High Performance Computing 25 SP Programming SMP Platform

2025-05-09

# 高性能计算

# 学习资料

总字数：2753字，预计阅读时间 04分 35秒。

Sharing address space brings simplification.

Shared Address Space Programming Paradigm

Vary on mechanism for data sharing, concurrency models and support for synchronization.

Process based model
Lightweight processes and threads.

Thread

A thread is a single stream of control in the flow of a program.

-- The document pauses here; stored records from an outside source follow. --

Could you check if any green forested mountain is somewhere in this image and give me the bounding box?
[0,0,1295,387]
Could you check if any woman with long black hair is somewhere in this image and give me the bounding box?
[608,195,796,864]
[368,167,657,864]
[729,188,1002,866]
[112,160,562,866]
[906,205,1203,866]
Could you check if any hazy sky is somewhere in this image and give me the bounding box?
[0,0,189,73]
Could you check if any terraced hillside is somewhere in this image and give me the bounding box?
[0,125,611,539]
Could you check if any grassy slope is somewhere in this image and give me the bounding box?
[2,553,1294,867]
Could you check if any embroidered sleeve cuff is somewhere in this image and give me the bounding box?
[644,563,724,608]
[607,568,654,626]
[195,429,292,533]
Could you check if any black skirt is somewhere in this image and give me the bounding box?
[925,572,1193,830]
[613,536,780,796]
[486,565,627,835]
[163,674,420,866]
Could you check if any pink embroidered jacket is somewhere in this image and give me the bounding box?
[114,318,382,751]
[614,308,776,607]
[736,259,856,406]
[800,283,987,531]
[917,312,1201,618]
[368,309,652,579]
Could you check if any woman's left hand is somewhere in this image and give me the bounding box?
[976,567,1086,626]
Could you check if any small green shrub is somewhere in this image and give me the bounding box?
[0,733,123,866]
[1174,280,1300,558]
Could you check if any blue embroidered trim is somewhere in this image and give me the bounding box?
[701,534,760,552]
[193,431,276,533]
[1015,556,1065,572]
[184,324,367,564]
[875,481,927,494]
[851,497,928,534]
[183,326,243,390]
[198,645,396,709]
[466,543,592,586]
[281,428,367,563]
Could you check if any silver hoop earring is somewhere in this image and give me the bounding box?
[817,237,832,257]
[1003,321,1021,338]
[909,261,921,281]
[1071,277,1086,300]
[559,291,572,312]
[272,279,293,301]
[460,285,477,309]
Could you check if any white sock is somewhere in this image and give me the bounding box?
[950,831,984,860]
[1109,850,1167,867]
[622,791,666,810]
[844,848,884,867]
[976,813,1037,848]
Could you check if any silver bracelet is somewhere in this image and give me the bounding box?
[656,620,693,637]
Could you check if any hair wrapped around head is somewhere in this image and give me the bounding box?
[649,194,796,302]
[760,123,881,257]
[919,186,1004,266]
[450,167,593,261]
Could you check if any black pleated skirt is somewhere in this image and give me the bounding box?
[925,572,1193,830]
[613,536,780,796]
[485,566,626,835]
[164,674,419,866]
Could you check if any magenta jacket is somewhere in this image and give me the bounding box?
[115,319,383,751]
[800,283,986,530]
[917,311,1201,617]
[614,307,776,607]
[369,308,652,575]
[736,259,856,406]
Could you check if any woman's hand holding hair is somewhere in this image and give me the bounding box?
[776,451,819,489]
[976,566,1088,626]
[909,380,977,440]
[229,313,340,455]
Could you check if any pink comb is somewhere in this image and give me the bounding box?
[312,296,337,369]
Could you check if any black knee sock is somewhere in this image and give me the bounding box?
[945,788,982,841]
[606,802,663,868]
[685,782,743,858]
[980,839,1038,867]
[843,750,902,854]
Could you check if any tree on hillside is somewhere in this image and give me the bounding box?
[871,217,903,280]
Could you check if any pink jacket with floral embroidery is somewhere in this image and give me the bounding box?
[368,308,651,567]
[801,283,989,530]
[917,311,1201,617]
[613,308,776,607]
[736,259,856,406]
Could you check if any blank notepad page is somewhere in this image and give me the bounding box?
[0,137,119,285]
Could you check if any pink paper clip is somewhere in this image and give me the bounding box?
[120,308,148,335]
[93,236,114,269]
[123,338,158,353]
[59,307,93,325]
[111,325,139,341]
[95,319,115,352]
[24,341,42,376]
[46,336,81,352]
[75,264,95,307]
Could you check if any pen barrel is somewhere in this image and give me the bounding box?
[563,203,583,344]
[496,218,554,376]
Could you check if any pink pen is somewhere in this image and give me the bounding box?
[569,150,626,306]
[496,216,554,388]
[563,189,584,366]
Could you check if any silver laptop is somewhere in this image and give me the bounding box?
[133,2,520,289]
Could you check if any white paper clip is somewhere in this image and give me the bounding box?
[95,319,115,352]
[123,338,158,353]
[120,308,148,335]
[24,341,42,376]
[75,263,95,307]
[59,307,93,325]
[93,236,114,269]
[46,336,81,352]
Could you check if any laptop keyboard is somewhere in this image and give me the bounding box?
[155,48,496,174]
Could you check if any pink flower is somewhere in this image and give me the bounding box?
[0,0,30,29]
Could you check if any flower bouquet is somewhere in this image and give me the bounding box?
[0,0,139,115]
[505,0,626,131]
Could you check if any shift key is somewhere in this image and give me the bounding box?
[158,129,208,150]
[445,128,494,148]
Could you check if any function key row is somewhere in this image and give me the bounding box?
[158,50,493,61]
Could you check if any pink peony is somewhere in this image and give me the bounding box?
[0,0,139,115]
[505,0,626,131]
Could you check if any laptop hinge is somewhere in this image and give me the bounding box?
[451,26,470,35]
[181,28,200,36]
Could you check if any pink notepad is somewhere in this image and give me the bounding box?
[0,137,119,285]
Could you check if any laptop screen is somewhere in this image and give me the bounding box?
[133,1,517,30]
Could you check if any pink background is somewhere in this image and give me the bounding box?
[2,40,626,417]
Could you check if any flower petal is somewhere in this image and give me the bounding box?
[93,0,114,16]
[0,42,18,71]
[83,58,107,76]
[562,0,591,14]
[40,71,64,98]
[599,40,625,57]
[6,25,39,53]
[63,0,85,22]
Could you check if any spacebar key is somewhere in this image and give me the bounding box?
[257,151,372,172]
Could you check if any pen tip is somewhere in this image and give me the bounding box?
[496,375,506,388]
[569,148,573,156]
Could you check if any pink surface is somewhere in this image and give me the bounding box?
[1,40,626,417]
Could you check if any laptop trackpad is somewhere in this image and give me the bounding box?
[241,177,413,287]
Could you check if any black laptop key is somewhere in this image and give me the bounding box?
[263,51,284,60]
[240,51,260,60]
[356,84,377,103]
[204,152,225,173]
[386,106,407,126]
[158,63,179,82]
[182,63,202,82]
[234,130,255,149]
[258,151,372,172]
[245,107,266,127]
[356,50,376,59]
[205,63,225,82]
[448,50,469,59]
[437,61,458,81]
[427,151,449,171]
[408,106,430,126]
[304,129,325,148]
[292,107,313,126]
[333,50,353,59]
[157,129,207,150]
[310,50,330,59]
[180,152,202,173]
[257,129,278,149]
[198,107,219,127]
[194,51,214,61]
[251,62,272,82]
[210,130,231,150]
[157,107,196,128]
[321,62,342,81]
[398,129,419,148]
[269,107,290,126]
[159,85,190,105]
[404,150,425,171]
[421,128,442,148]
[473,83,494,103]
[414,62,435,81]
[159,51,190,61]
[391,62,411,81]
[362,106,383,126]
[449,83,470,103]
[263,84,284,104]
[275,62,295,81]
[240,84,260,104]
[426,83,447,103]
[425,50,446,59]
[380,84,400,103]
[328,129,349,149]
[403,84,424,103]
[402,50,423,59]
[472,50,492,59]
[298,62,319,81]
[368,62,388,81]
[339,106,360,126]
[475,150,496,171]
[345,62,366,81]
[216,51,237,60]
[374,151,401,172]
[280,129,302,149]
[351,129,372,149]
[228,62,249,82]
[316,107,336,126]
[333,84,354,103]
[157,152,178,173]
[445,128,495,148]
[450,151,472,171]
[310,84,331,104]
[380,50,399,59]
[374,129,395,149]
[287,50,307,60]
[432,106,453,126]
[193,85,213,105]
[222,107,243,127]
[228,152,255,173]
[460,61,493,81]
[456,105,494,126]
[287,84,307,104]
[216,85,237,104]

Logical memory model of a thread:

All memory is globally accessible to every thread and threads are invoked as function calls.

Benefits of threads:

Take less time to create a new thread than a new process.
Less time to terminate a thread than a process.

The taxonomy of thread:

User-Level Thread(ULT): The kernel is not aware of the existence of threads. All thread management is done by the application using a thread library. Thread switching does not require kernel mode privileges and scheduling is application specific.
Kernel-Level Thread(KLT): All thread management is done by kernel. No thread library but an API to the kernel thread facility. Switching between threads requires the kernel and schedule on a thread basis.
Combined ULT and KLT approaches. Combines the best of both approaches.

PThread Programming

Potential problems with threads:

Conflicting access to shared memory.
Race condition occur.
Starvation
Priority inversion
Deadlock

Mutual Exclusion

Mutex locks: implementing critical sections and atomic operations.

Two states: locked and unlocked. At any point of time, only one thread can lock a mutex lock.

Producer-Consumer Work Queues

The producer creates tasks and inserts them into a work-queue.

The consumer threads pick up tasks from the task queue and execute them.

Locks represent serialization points since critical sections must be executed by threads one after the other.

Important: Minimize the size of critical sections.

Condition Variables for Synchronization

The pthread_mutex_trylock alleviates the idling time but introduce the overhead of polling for availability of locks.

An interrupt driven mechanism as opposed to a polled mechanism as the availability is signaled.

A condition variable: a data object used for synchronizing threads. Block itself until specified data reaches a predefined state.

When a thread performs a condition wait, it's not runnable as not use any CPU cycles but a mutex lock consumes CPU cycles as it polls for the locks.

Common Errors: One cannot assume any order of execution, must be explicitly established by mutex, condition variables and joins.

MPI Programming

Low cost message passing architecture.

Mapping of MPI Processes:

MPI views the processes as a one-dimensional topology. But in parallel programs, processes are arranged in higher-dimensional topologies. So it is required to map each MPI process to a process in the higher dimensional topology.

Non-blocking Send and Receive:

MPI_ISend and MPI_Irecv functions allocate a request object and return a pointer to it.